Why? I have a very simplified example to help illustrate it.
Let's say your product cost you $5 to make. If you sell that item for $10, all you really accomplished was to pay for the one you made and pay for one to replace the one you sold. This creates a scenario where you are constantly chasing making any money. Add in investing in some new items before all or at least half of the last product run is done and you can't pull any profits out of the business.
If you are making products for fun, if you make 100 and sell 100, you have some money in your pocket, but it's not a good model for really making money to support your endeavor.
When it comes to wholesaling your merchandise, stores typically will pay what's often referred to as "keystone". They want to pay you 1/2 of it's retail price. In the above scenario, if you sold your product for $10 and a store wanted to buy them from you, they'd ask $5 (or less depending on volume). You simply have no room to do anything.
Using this same $5 item to produce, if it was priced at $15, you'd make $10 on direct sales and could sell for $7.50 wholesale. In wholesale scenarios, you will always make less than a direct sale, but it can be used to help you get your order quantities up that reduce your cost across the board and increase profits from your direct sales.
In a better situation, you'd be priced at $20 retail, allowing $10 wholesale, but I am using the 3x minimum to illustrate a point on the lowest you should be selling for.
Selling the $5 product at $15 breaks down into $5 to make it, $5 to replace it and $5 left over as money not already assigned to something. This of course can go into new product development, or into your pocket as profit. If selling for $20, that leaves $10 per sale in your pocket.

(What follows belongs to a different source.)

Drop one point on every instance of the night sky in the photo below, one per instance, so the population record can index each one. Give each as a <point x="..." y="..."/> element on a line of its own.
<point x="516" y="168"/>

At Alchemy Merch, we produce products below wholesale and on a whole different pricing model than a retail company will use. This is why you can buy 200 gold 2 color hard enamel for $440 and sell them for $10-12 each to bring in $2000-$2400 on that initial investment and they provide really great margins.
There of course are plenty of pricing models you can use and some people will price at a premium and some will approach it from a discounters perspective, but if you are trying to make money from creating merchandise, you can't price too low or else you will keep running in circles forever.
If you have interest in reading more about profit models, there are two books I'd highly suggest.
The Art of Profitability by Adrian Slywotzky - In this book, they use a mentor/mentee style to discuss and show 20+ examples of how companies price differently and it's a very interesting read to see all of the different ways people come about creating pricing tiers and their approaches.
Profit First by by Mike Michalowicz - They take the "small plates" approach by having you break out your costs and income into various accounts that in turn show you better what you really have to work with and how to make better decisions and pull out profits. This is a great one for people that are transitioning into full time with their business or getting close to it.